Äußere Einwirkungen ändern und formen nicht den Charakter, sondern sie offenbaren ihn nur.

Arthur Schopenhauer *

Das obige Zitat mag vielleicht etwas befremdlich erscheinen, muss aber deswegen nicht falsch sein:  Arthur Schopenhauer vertrat in seiner Lebensphilosophie die Meinung, dass der Charakter eines Menschen angeboren und nicht veränderbar sei. Jedoch dessen Verhalten könne sich durchaus ändern, denn dieses hänge nicht nur vom Charakter ab, sondern auch von den jeweiligen Umständen und Anlässen, die für den betreffenden Menschen zum - wie er es nannte -  Motiv seines Handelns werden. Sein angeborener, unverändert bleibender  Charakter  und seine (sich entsprechend der Umwelt ändernden) “Motive”, also seine jeweilige Motivation, würden bewirken, dass der  Mensch so und nicht anders handelt.

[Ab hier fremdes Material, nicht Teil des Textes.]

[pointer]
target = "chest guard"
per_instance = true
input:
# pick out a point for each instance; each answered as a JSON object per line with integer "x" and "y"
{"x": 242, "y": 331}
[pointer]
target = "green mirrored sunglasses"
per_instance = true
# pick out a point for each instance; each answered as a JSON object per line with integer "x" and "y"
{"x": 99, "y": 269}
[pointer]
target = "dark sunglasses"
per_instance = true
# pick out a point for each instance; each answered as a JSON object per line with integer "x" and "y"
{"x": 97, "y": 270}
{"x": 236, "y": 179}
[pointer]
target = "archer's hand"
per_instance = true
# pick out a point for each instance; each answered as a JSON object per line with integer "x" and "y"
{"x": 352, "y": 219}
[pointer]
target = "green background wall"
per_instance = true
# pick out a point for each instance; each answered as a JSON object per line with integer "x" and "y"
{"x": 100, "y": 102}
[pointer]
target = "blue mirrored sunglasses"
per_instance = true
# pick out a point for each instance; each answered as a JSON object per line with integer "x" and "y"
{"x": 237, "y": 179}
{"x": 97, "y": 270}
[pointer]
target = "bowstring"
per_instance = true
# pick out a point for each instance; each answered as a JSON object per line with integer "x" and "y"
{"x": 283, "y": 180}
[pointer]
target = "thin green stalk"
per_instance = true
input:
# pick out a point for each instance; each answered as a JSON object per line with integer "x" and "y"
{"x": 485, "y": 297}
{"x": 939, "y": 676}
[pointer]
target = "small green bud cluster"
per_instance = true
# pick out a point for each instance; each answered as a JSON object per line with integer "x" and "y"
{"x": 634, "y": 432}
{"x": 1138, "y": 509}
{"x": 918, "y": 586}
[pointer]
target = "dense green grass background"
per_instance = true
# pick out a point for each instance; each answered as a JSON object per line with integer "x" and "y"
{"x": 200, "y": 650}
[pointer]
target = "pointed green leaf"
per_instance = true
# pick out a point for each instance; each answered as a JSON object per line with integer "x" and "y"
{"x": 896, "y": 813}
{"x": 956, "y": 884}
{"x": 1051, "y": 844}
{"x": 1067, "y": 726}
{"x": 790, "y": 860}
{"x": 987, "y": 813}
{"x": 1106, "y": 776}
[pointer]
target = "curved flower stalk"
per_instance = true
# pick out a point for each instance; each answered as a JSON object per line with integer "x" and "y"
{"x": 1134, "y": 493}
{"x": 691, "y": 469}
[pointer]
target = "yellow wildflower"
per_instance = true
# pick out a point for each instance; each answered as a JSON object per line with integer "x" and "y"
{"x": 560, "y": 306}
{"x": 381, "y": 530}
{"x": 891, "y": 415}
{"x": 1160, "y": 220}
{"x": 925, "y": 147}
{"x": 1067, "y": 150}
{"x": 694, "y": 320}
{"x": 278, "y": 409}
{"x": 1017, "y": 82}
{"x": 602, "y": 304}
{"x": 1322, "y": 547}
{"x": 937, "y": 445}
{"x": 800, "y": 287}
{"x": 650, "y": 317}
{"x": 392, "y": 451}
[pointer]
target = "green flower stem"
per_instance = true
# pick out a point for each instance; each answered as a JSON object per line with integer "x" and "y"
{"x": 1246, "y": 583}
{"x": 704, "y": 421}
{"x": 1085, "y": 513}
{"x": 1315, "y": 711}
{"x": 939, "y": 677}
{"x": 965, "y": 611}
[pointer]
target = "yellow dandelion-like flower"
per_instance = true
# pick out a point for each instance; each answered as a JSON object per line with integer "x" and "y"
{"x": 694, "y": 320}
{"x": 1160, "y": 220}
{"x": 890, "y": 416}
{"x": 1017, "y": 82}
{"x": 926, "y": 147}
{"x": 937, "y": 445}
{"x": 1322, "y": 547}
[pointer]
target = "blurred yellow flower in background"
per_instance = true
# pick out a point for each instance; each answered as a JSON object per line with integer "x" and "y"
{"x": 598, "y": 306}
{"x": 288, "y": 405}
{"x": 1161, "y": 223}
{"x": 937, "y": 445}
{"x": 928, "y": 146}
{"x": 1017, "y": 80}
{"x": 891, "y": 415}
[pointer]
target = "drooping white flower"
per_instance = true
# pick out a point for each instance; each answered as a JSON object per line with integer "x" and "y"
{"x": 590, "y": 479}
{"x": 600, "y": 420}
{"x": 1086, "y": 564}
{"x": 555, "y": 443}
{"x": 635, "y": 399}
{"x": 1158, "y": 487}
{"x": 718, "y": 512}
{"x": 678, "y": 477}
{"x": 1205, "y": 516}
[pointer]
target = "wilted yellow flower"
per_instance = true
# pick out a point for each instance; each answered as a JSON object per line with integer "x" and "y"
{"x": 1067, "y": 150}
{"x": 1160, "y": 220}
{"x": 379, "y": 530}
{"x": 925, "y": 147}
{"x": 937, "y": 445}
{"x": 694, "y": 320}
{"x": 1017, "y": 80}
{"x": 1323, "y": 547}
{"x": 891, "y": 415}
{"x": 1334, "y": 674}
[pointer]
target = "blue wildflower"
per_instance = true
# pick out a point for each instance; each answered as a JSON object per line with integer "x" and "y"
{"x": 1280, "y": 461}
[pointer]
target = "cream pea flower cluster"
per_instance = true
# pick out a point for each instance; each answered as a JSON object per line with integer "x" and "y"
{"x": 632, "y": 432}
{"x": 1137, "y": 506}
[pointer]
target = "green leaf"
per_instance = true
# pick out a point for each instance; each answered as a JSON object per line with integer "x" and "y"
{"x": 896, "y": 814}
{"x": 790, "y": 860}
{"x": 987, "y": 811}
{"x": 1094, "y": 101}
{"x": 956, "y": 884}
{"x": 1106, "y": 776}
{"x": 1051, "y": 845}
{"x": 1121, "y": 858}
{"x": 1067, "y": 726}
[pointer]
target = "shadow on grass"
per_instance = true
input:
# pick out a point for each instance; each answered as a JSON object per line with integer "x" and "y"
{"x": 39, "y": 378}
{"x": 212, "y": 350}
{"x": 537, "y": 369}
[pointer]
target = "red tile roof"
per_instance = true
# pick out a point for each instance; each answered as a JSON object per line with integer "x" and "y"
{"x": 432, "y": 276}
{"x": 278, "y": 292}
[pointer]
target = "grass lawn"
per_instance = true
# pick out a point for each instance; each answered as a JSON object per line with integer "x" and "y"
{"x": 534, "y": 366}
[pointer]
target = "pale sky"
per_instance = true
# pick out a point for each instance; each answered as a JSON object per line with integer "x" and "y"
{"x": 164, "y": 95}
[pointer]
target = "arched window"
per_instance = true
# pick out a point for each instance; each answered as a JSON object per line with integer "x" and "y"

Zum Verhältnis von Charakter und Motivation hob  Schopenhauer nachdrücklich hervor: Die Motive bestimmen nicht den Charakter des Menschen, sondern nur die Erscheinung dieses Charakters, also die Taten ...  Da die Motive ... das Handeln, bestimmen ... kann die Handlungsweise eines Menschen merklich verändert werden, ohne daß man daraus auf eine Veränderung seines Charakters zu schließen berechtigt wäre. Was der Mensch eigentlich und überhaupt will, die Anstrebung seines innersten Wesens und das Ziel, dem er ihr gemäß nachgeht, dies können wir durch äußere Einwirkung auf  ihn, durch Belehrung, nimmermehr ändern: sonst könnten wir ihn umschaffen.**

Wer sich und seine Mitmenschen genau und lange genug in unterschiedlichen Lebenssituationen beobachtet hat und so über hinreichend Lebenserfahrung und Menschenkenntnis verfügt, wird diese Auffassung Schopenhauers nicht von vornherein verwerfen können. Mehr noch, die Realitäten deuten darauf hin, dass sie der Wahrheit sehr nahe kommt, ja wahrscheinlich sogar der Wahrheit entspricht.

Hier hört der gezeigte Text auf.